「桑の実ジャム」観光客に人気 松本で販売を本格化
松本商工会議所四賀支所(松本市会田)が、松本市四賀地区産の桑の実を使った「信州桑の実ジャム」の販売を本格化させている。旧四賀村商工会が2004年から特産化に取り組んだ事業。これまで四賀地区内での需要が主流だったが、「土産物として需要がある」と判断、販路を観光客向けに変更して人気を呼んでいる。
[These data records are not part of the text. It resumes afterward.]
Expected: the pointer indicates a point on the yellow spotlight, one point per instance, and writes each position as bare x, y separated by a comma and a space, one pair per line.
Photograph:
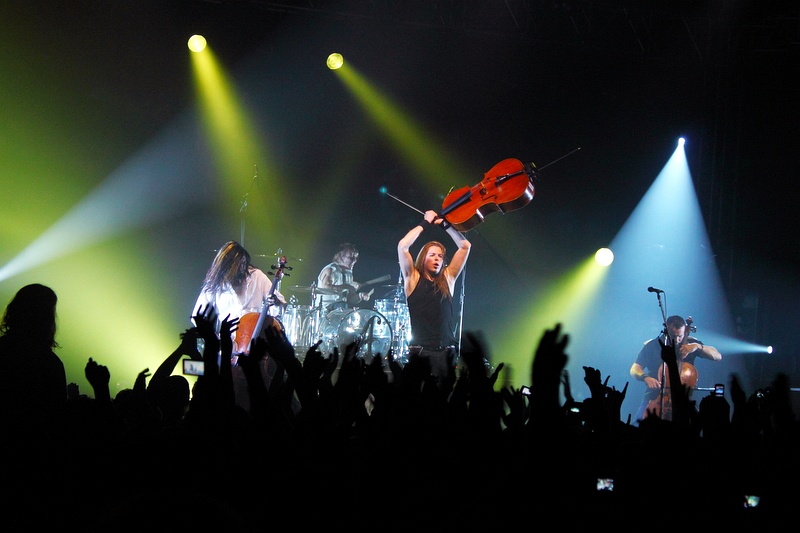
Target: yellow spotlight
335, 61
604, 257
197, 43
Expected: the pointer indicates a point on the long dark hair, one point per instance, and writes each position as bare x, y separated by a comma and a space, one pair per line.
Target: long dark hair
229, 269
31, 316
440, 280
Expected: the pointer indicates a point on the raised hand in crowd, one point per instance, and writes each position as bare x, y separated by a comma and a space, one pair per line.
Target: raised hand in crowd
549, 362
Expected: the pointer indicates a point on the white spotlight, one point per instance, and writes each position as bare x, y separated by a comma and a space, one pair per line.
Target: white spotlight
604, 257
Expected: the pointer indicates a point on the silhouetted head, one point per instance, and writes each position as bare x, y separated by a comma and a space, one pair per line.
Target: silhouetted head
31, 316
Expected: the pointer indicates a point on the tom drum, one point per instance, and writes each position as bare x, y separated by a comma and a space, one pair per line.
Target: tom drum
370, 328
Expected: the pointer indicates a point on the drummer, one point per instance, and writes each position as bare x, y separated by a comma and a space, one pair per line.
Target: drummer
336, 281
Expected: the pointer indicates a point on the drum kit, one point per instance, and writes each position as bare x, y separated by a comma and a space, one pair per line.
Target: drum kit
384, 327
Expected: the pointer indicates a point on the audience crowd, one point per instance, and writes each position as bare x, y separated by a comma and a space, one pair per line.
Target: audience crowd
333, 441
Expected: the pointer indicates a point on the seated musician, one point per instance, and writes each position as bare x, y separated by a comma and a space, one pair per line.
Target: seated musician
336, 280
648, 366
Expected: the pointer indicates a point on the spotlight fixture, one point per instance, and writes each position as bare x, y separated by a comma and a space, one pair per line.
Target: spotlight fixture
197, 43
335, 61
604, 257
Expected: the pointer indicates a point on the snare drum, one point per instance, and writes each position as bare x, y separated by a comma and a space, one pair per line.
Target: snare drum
293, 317
343, 326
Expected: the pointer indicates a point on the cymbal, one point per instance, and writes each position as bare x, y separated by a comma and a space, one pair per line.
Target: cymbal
317, 290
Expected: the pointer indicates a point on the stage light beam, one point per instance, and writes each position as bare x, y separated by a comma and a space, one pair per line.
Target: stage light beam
197, 43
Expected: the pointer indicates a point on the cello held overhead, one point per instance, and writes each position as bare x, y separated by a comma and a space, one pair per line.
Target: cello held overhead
506, 187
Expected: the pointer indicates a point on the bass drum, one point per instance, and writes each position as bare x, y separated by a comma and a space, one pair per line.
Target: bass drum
397, 313
343, 326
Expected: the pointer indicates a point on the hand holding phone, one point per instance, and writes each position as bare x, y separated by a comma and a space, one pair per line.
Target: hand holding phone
193, 368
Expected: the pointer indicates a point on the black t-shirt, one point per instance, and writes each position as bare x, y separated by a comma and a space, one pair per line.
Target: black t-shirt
431, 316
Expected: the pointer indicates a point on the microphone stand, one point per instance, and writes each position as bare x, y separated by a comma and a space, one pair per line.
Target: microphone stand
664, 368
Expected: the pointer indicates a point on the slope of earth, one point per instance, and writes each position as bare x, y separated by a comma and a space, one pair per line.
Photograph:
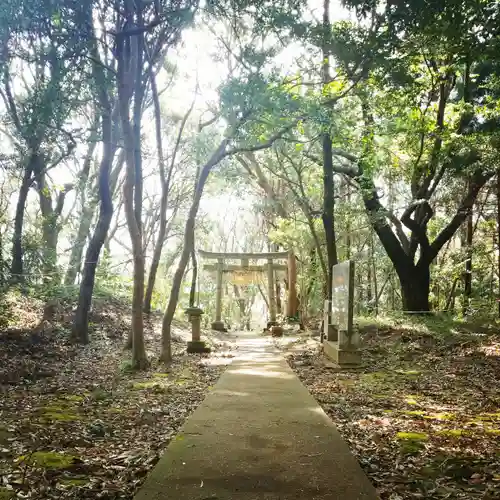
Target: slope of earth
423, 414
75, 423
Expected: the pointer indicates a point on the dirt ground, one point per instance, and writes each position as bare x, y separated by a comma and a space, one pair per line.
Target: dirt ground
75, 422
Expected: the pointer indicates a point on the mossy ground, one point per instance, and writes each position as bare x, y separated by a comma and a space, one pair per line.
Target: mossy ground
74, 422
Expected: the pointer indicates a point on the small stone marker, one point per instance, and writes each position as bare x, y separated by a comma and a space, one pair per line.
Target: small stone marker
196, 345
276, 331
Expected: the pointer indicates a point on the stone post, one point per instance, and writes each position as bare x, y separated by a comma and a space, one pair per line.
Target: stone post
218, 323
196, 345
271, 292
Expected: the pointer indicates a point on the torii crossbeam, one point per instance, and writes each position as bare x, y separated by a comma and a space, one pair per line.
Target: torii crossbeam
221, 267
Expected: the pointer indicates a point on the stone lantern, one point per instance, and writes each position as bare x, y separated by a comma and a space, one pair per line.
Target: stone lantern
196, 345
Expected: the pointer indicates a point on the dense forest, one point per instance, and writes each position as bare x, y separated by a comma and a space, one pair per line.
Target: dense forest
369, 135
136, 132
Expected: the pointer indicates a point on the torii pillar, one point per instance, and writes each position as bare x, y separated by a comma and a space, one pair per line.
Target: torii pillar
218, 324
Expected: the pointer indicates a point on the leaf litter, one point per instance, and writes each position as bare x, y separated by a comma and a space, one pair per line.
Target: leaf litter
422, 415
75, 422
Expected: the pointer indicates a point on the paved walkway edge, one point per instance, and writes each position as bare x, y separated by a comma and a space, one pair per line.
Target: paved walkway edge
258, 435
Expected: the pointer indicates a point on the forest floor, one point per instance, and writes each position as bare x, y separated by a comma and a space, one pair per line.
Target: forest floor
75, 423
423, 413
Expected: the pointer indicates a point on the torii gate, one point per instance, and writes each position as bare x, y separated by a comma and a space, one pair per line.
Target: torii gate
221, 267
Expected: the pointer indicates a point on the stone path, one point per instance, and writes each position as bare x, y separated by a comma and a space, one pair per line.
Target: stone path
258, 435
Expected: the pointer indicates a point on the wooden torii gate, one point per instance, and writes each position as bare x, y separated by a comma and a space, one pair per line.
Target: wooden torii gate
221, 267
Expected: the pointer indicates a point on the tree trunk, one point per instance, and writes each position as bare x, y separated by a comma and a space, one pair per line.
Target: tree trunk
165, 188
328, 179
87, 213
194, 278
75, 259
415, 287
80, 325
498, 238
292, 305
469, 230
166, 354
16, 269
132, 204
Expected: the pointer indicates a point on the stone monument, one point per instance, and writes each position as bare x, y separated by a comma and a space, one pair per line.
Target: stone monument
342, 343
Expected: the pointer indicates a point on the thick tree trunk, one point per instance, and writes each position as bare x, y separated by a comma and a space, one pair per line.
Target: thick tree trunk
75, 259
86, 216
292, 303
155, 261
498, 238
194, 278
415, 287
469, 230
328, 178
16, 269
80, 325
166, 354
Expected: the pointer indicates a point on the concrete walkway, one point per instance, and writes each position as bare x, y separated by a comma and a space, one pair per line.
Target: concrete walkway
258, 435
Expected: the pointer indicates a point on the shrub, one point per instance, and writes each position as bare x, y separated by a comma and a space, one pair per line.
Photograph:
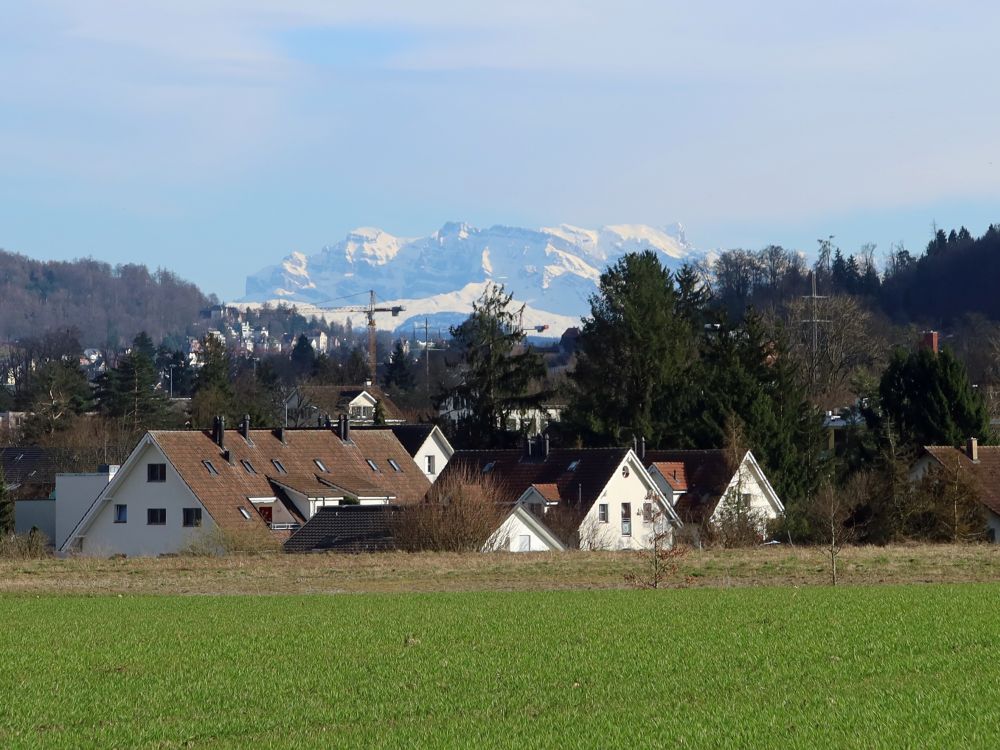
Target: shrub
461, 513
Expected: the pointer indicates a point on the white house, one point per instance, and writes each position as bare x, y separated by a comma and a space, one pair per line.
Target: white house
179, 488
427, 444
601, 498
523, 531
701, 485
309, 405
982, 464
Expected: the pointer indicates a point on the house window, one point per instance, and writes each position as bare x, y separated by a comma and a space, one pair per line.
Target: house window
156, 472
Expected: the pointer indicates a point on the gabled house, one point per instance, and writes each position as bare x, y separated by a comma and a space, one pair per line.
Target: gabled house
982, 464
179, 487
701, 484
599, 498
428, 446
311, 405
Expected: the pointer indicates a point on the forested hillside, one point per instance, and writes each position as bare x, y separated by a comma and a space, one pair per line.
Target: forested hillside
107, 304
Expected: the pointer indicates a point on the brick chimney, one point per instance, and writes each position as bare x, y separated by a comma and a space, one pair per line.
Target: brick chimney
972, 450
930, 341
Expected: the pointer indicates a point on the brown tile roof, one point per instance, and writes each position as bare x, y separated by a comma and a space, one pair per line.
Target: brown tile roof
514, 472
705, 473
985, 473
346, 466
549, 491
673, 472
334, 399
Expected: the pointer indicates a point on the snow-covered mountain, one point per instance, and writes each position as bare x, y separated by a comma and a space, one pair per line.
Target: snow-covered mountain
553, 270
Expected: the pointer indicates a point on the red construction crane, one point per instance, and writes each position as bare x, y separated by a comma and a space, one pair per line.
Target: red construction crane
369, 312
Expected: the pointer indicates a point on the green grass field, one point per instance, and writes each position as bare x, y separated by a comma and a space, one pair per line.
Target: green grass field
781, 667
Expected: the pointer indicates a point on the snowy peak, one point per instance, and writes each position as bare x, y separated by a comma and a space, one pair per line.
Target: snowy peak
553, 269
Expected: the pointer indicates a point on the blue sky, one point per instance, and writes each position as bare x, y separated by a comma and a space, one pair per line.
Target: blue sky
213, 138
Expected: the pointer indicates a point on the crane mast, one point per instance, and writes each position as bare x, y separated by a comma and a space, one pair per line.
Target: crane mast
369, 311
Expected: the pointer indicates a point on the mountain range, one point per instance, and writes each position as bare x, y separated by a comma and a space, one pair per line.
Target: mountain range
552, 271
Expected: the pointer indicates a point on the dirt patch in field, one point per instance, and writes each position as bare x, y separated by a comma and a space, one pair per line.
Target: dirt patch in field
391, 572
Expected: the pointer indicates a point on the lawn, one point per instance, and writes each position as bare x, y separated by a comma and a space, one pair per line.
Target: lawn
438, 572
888, 666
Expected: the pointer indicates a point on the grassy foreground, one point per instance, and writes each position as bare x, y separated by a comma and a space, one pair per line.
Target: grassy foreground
890, 666
432, 572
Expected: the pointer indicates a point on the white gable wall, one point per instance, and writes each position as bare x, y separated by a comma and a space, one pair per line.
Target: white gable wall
435, 446
749, 483
620, 489
136, 537
514, 535
75, 493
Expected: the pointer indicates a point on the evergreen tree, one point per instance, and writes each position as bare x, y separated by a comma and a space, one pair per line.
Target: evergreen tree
928, 400
399, 374
213, 387
58, 394
6, 506
498, 371
634, 355
129, 392
303, 357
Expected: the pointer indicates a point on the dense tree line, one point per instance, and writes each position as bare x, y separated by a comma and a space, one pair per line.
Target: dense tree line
107, 304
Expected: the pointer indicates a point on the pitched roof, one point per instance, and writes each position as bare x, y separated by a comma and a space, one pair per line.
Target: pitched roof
343, 466
348, 528
573, 476
701, 475
27, 465
334, 399
985, 473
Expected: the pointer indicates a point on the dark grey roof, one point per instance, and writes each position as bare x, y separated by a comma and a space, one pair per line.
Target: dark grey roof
412, 436
345, 528
27, 465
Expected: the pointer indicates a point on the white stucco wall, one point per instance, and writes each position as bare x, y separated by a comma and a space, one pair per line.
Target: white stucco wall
746, 482
516, 536
432, 447
75, 493
595, 534
136, 537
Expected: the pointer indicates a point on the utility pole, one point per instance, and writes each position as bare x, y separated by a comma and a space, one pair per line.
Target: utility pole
427, 356
814, 321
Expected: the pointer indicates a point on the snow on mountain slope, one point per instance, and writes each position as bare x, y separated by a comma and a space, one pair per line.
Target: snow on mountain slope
553, 270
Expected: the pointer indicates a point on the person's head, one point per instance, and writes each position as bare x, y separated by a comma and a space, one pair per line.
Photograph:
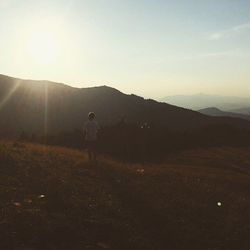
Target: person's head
91, 116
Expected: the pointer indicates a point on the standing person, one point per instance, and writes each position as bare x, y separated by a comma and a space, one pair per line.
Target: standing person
90, 131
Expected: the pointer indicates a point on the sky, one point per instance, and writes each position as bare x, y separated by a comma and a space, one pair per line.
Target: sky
152, 48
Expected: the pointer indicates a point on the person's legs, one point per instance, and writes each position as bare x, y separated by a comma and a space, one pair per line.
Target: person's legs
89, 154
松本商工会議所(同市)と同商工会は今年4月に統合。統合時、ジャムは販売不振が続き、商工会内には事業廃止の意見もあったが、商議所が「地域独自の商品として売り込める」と継続を決めた。
ジャムは1個140グラム入りで、税込み580円。土産物を前面に打ち出す戦略をとり、金色のふたなどで高級感を出して観光業者に売り込んだ。駅売店の運営会社や市内の百貨店を新しく取引先に開拓。今年生産分の1300個はすべて、小売店への納品が決まった。
桑の実は、6月下旬に農家6戸の畑で約200キロを収穫。飯田市内の加工会社と南安曇農業高校(安曇野市)が加工した。来年以降は増産を検討しており、「放置された桑畑の再生にもつなげたい」としている。
「商議所のネットワークを生かした戦略が成功した。統合の成功例と言える」と松本商議所。今後は奈川地区の「とうじそば」などを売り出す計画だ。